A carta, datada de sexta-feira, ordena que Anthropic não libere os modelos Fable 5 e Mythos 5 a estrangeiros em qualquer lugar do mundo sem licença do Departamento de Comércio. Lutnick não apresenta base para as restrições, citando leis que autorizam controles de exportação de tecnologia civil com uso potencial em capacidades militares de adversários.
A cópia do documento foi obtida pela Bloomberg News. Não houve comentário imediato de Anthropic sobre o conteúdo da correspondência. A medida é apresentada como uma forma de controle de exportação de tecnologia sensível relacionada a IA de alto desempenho.
Contexto e impactos
A nota aponta que o governo dos EUA pode exigir licenças para o acesso internacional a tecnologias de IA avançadas.

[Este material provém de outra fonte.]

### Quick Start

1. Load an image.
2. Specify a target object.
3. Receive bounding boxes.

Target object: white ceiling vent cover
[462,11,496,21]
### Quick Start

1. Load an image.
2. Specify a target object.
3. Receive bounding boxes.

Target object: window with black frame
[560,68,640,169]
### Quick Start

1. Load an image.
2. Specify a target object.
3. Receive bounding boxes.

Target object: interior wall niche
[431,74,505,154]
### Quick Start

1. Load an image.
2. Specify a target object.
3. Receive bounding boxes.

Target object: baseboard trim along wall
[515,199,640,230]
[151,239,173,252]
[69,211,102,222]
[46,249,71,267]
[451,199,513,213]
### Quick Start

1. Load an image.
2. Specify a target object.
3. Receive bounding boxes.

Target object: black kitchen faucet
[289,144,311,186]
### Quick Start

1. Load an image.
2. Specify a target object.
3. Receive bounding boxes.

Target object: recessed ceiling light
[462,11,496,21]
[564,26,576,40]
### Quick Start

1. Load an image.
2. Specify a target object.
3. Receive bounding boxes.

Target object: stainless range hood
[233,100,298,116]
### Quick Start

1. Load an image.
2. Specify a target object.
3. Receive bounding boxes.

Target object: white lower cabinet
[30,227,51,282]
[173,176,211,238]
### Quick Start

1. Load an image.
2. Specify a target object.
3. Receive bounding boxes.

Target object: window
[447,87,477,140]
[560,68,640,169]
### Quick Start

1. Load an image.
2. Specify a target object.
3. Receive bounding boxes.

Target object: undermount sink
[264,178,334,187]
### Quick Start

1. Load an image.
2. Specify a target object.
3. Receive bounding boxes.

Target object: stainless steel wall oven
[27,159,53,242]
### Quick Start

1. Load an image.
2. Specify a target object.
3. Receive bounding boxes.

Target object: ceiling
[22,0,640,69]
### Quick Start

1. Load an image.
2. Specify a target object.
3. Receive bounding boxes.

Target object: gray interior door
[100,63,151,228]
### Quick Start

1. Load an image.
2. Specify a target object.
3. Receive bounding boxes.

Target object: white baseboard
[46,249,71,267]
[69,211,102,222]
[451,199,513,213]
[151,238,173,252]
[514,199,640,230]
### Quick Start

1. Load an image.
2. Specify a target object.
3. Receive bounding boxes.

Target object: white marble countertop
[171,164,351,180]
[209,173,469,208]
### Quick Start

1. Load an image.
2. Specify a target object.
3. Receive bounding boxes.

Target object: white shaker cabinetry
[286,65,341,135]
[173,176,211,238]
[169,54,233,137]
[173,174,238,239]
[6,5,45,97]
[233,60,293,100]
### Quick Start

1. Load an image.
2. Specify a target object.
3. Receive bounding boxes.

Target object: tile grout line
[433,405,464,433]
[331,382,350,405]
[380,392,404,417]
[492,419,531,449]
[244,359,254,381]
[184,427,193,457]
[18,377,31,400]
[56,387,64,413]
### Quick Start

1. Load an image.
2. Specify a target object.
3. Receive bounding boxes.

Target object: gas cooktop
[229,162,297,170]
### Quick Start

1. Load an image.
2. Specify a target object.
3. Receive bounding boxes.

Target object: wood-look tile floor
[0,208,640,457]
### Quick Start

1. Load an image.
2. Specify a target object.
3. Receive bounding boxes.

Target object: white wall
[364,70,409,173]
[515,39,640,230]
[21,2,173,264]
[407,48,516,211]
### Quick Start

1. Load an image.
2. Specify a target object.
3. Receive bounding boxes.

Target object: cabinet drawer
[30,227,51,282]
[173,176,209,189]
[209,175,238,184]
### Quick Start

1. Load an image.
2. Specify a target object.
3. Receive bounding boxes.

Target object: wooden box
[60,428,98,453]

As implicações incluem possíveis limitações à colaboração internacional e à pesquisa com parceiros estrangeiros. Não há confirmação de que outras empresas receberão notificações semelhantes.
A matéria não detalha prazos para cumprimento nem sanções específicas, limitando-se a indicar a existência de consequências legais. O DOE não comentou sobre o caso até o momento, segundo a publicação.